For those of you who are back to work, I hope you have had a good New Year or a start to it I should say, and it’s getting a little bit lighter too.
Has anyone made any New Year resolutions? I haven’t, simply because I know I won’t stick to them, I don’t know about you. My three are back in the office, leaving the house eerily quiet. I’ve so enjoyed having the family around me and relaxing and with Kevin helping quite a few times to get the tea ready what more could I want. I’m sure a meal tastes nicer when someone gets it ready for you, I’m not sure why but it does it for me, every time. I’d just like them to get more practice! It was rather strange after lunch, watching the clock again instead of moving when we want to, but that’s life isn’t it. Kevin has even learnt how to get the dogs meals ready to save me coming down when he gets the tea. It’s OK treating me when on holiday but when they all are back, I still have to do the same old things and after being spoilt for a while, I could get used to it! Anyway, thankfully we have no weird or horrible things to report from Rabbit Towers during our lovely break from the daily grind, which makes a change as something usually does go wrong.
A Little Bit Lighter
Have you noticed that already the nights are starting to draw out, not a lot I admit, but at least we are going the right way. It’s getting a little bit lighter each day now.
With Spring round the corner it can’t be bad can it. My snowdrops are pushing up through the soil again, which I love. My dad dug them up from his garden and planted them in my garden in Yorkshire. When we came here, I insisted on them being dug up again and coming to Cleveleys with us. They are such a reminder of my long gone dad. I can still see him planting them in my garden, which is a nice memory. They must be very old snowdrops as my dad has not been with us for a long time and he had them for years in his garden, so I can’t imagine how old they must be. Don’t you think it’s amazing the way that plants and bulbs seem to last forever.
More memories in the garden
We also brought peonies from our garden when we came here, which had originally come from my very first boyfriends garden when I was sweet seventeen! He brought them to my mum and dads garden where, after many years they gave me a clump of them. Of course, we brought them here too. After all, I couldn’t leave yet another memory of long ago, could I! As a result, they’ve been flowering their heads off every year since. They are these deep pinky red ones that you saw a lot of when I was but a mere lass, and now of course you can get all colours.
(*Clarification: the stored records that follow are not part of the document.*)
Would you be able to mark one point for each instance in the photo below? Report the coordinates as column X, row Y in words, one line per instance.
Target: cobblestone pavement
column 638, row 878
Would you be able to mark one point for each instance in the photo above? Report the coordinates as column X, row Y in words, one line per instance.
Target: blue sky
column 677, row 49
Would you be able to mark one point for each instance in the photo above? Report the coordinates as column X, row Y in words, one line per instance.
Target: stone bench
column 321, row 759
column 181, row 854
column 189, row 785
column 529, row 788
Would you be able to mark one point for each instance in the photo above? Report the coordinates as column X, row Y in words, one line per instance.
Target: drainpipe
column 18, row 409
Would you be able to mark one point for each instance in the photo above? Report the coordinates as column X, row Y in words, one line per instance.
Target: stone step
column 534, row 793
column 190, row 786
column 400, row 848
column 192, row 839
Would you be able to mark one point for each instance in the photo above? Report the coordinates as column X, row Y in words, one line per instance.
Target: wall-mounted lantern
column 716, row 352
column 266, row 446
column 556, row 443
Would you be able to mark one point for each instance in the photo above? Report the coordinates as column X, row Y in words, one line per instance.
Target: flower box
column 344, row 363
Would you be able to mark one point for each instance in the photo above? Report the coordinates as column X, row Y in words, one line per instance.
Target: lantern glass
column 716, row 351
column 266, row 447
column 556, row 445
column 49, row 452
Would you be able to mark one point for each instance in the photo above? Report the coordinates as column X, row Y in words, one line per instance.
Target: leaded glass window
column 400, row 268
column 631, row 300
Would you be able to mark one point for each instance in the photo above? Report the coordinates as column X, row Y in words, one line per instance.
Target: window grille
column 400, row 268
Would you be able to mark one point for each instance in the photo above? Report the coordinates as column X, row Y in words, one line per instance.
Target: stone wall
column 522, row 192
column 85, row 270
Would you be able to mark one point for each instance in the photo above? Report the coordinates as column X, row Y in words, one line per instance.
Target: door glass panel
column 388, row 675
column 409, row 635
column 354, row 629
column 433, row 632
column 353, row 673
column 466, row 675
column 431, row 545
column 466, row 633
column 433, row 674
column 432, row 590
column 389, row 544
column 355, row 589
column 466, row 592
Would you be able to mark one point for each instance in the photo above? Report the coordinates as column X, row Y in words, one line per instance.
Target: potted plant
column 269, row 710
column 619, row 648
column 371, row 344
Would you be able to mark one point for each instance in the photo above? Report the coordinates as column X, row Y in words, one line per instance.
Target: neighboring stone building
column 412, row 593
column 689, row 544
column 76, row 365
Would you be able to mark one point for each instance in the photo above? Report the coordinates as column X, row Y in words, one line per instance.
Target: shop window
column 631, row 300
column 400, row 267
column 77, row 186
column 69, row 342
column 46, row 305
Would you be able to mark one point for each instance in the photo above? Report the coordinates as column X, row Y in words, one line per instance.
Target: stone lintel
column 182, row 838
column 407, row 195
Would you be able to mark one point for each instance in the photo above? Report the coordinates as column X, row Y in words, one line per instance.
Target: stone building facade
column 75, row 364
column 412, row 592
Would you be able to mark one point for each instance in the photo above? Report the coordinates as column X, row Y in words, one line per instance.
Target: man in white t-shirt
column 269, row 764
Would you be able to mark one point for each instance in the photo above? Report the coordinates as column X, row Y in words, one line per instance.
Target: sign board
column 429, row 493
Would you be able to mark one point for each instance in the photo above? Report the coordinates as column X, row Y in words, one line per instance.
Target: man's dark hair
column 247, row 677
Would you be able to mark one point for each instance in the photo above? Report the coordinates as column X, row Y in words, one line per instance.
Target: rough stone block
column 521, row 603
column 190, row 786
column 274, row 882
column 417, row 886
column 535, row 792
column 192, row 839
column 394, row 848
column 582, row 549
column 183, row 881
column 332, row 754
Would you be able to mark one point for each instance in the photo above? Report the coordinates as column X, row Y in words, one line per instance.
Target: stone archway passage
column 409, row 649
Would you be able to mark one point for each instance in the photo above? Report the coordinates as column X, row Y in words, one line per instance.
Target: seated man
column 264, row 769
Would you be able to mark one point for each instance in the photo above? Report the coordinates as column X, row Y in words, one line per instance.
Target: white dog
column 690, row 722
We have a white one here that we bought called Shirley Temple. It’s tinged with the faintest pink and it’s delightful. We also brought two tree peonies from t’other place which I loved, but sadly the oldest one flowered the first year and then gave up the ghost, probably with all the salty wind. Having said that, the other one, a shade of beautiful purpley pink, is still with us and I hope for many years yet.
Did you know that when you plant peonies, you have to bury them very shallow with part of the root showing or it simply won’t flower. A bit like irises I suppose as they won’t flower unless their corms are planted practically on top of the soil. It’s amazing what mother nature asks you to do don’t you think.
A garden on the move
Kevin was still in his old job working shifts at the computer centre for HSBC when we moved here. Every time he finished a shift he kept loading the car up when he came over here for the weekend or a holiday, with plants from our garden. I don’t know what people thought on the M62, the entire car was chock full of branches, leaves and flowers!
There were so many memories in that garden, gifts of birthdays, anniversaries, even roses planted above long gone and buried pets. Me being me, and being of a soppy nature, they simply had to come with me! Weekend after weekend he came, loaded up with climbing roses, shrubs, flowers, bulbs you name it here it came.
I just couldn’t leave memories behind, but as we had a big garden over the hills, and this one being small, the two don’t add up so we had to be sure of what we really wanted here. Apparently, the people who bought our house have dug up my lovely rockeries which were full of mature rock plants and replaced it with a lawn. When you have lugged tons of rocks and painstakingly made rockeries, it seems sad that someone new comes along and rips it up. But it’s not ours anymore so I have to make do with photographs and memories, something nobody can ever take away from me.
PS from Jane: And I’m so glad we don’t have a great big garden to look after anymore, it’s a struggle looking after a pocket hanky!